EpicSurf vs. Everyone Else
The most satisfying part of trying the EpicSurf experience, however, wasn’t just staying on a board for more than half a second. Or in seeing an eight-year-old named Lila surf the rapids better than a hulking, bald tester from Texas. It was in resurfacing from the watery crash zone, Pyzel flying in my face and ego thoroughly quashed, to the resounding cheers of everyone on the sidelines. At one point, even the champion wakeboarder, who has the sense to trade winters in Boston for training on St. Croix, jumped in with a hand to help me steady myself before my next flight over the falls.
For the more adept (and, perhaps trusting), EpicSurf has also proven to be a good training ground. A few weeks before my arrival, a group of up-and-coming youth competitive surfers tried the wave. They squeezed hundreds of waves into a day in Cohoes, perfecting cutbacks and other techniques. Another group, all beginners, got their feet wet with surfing without having to brave the ocean and all the nuances that go with it, from currents to timing to wave selection.
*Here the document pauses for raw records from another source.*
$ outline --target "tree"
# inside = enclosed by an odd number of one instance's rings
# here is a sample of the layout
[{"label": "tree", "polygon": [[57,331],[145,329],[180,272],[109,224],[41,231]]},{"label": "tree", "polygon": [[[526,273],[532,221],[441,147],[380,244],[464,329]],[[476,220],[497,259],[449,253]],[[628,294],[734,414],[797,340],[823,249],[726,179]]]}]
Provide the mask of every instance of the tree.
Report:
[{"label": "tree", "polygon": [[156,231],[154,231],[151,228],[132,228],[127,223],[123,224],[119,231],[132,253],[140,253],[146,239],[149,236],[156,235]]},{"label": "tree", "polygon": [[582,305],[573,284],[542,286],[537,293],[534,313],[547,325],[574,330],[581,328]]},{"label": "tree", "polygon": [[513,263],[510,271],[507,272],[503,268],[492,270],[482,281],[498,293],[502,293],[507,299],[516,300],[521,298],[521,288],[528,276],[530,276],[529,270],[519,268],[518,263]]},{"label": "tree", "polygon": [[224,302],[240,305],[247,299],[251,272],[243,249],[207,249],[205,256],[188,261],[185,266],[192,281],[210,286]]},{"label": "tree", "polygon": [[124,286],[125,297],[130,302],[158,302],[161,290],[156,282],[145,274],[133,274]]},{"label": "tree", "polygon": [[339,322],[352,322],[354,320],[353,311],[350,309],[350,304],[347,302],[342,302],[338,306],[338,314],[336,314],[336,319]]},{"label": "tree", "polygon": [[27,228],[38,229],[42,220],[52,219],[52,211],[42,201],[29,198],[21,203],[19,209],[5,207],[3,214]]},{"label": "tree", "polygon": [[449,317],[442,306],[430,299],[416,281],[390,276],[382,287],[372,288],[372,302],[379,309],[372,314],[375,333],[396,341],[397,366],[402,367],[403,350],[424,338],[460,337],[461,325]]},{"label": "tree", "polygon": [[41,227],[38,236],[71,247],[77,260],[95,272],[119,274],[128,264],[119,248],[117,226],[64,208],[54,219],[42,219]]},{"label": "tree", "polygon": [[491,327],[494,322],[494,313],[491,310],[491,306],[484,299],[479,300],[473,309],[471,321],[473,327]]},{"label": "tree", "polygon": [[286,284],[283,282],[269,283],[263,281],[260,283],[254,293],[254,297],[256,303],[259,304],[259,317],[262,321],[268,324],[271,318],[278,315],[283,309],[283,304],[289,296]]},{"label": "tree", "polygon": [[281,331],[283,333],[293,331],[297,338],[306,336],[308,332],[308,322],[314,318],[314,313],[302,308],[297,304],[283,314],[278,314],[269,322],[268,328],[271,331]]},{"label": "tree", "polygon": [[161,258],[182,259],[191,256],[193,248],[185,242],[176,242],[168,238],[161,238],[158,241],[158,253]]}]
At EpicSurf, it’s that adaptability, camaraderie, and approachability is exactly the point.
“When you sit around the edges of the [wave] you’re really part of what’s going on,” said Jim Dunn, president of ADG. “The positioning of our initial run at it is, it’s an intimate surfing experience. If you’re out in a wave lagoon and you’ve got this big pool and this wave is coming, it’
Importantly, Epic is also not trying to be something it’s not. Its designers are engineers first, and becoming surfers, maybe, at some point.
“We’re being very careful to say that there’s an ocean experience, there is an artificial, moving wave experience, and then there’s Epic,” said Dunn. “You’re going to get different things from this that you might not get from those other two things, but they all do fit together.”
The EpicSurf Experience
In keeping with that philosophy, ADG’s vision for EpicSurf goes far beyond the wave itself. Having worked on more than 500 wave systems worldwide, they’re focusing not only on Epic’s technology, but on the total experience before, after, and around the wave.
“If you look at folks that are entering the [wave pool] marketplace, they’re approaching it almost from just the experienced surfer’s perspective. So, we didn’t start there. In fact, our history is in wave pools, water parks, that is the masses right there: bring everybody. You’ve got to build for a fun day, for mom and dad who aren’t going in the water. I think this is what defines Aquatic Development, we come at it with the total experience picture.”
For visitors to future parks with the EpicSurf experience, that could mean everything from an app that logs the details of your visit: what boards you rode and how many waves you surfed. It might mean live-streamed sports matches at the surf-side snack bar or yoga classes in an on-site studio. The idea, for ADG, isn’t to replicate traditional surfing, so much as to be an inclusive experience with something for everyone.
In that sense, EpicSurf is building not only a new wave technology but a kind of surf-adjacent culture that’s diametrically opposed to traditional surfing. Instead of exuding cool, EpicSurf exudes warmth. Instead of cheering for the most skillful of performers, EpicSurf inspires cheering for everyone. If their technology catches on, that cheering could go a lot further for fun in surfing than just one parking lot in Cohoes, New York.